Foxconn Technology Group or its parent Hon Hai Precision are very familiar names to any supply chain professional who has any knowledge of contract manufacturing, especially within high tech and consumer electronics. This global leader of contract manufacturing, and a major supplier to likes of Apple, Dell, Hewlett Packard, Sony and others has been in crisis mode as continuing reports of worker suicides permeate media and blog outlets. Major media such as The Financial Times, The New York Times, The Wall Street Journal and others have been featuring continuous stories. Nine workers have died after falling off buildings, the latest being this week. Foxconn chairmen Terry Gou has rushed to Shenzhen, the site of its largest manufacturing complex to take personal charge of the crisis that is reverberating across the globe.
In an unprecedented move, Gou has allowed certain media access to the Shenzhen complex, and you are welcomed to view this Financial Times video link to note more to this story.
Our last Supply Chain Matters commentary concerning contract manufacturing labor practices and social responsibility took a bit of a counter view. At the time, certain bloggers and media were taking Foxconn to task for allegedly roughing up a reporter who stood on a public road taking pictures of the Longhua manufacturing facility. Much was written on the highly secretive practices of Apple, which carried over to its prime contract manufacturer. There were accusations in the use of underage labor, excessive work hours and other intolerable conditions, mostly attributable to Apple. Many took Apple to task when it released its Supplier Responsibility 2010 Report but seemed to miss the point that audits were on the increase and that Apple was publically willing to share that it had found core violations.

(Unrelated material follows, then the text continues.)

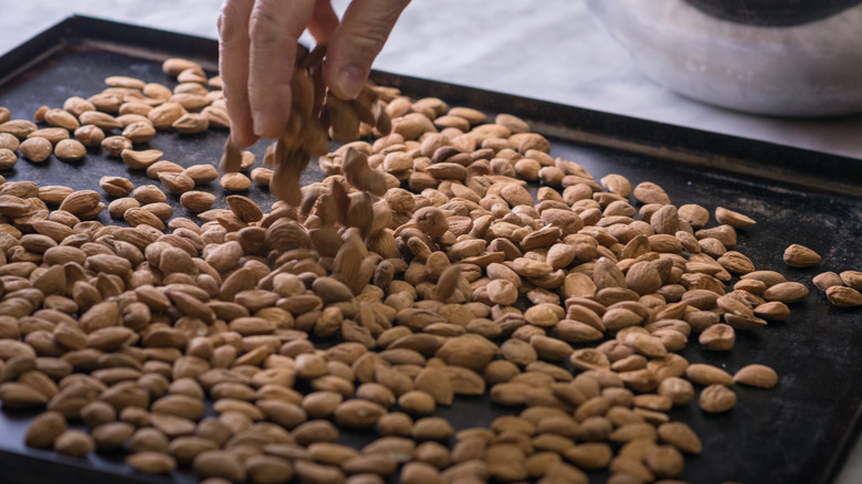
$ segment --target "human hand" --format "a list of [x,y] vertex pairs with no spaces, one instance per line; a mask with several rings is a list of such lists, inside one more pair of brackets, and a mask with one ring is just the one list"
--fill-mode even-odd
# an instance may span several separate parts
[[287,124],[299,35],[327,43],[324,81],[343,99],[359,94],[371,63],[410,0],[353,0],[341,21],[329,0],[224,0],[219,71],[239,147],[278,137]]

My counter-argument at that time was twofold. I denounced underage labor and excessive work hour policies, and continue to do so. These latest incidents of suicides are further evidence that more remedial actions need to take place, and at a far speedier pace.
We also need to acknowledge supply chain and business realities. Foxconn offers its OEM customers low-cost labor and high volume efficiencies, witness the fact that it has enough business to employ over 800,00 people. The Shenzhen plant complex itself has in excess of 300,000 people, and as you can view in the video, takes on its own municipal presence in housing, recreation, and other services. There are military installations that do not take on such a scope of people that are all housed in the same area. That alone is cause for concern. Workers, whether young or old, need to have tolerable working conditions, reasonable working hours and recreational outlets. They must also be paid a fair wage for the work they accomplish, which should not include the need to work 12 hours daily, six days per week. They must also have some path to personal and career success
I applauded Apple and other high tech manufacturers for taking a more open and visible effort in auditing labor and other social responsibility practices within their supply chain. Today’s Financial Times notes that Apple, Dell and HP have all stated that they will further investigate conditions at Foxconn. The fact that Mr. Gou has now opened his facilities to visible scrutiny, and has established new counseling and early warning processes is a positive step in the right direction.
In my view, the ultimate barometer of progress will come from the influence of Foxconn’s major customers in their social responsibility practices, and the management teams of Foxconn itself, proving to the world that efficient contract manufacturing can be accomplished in a responsible and responsive work environment.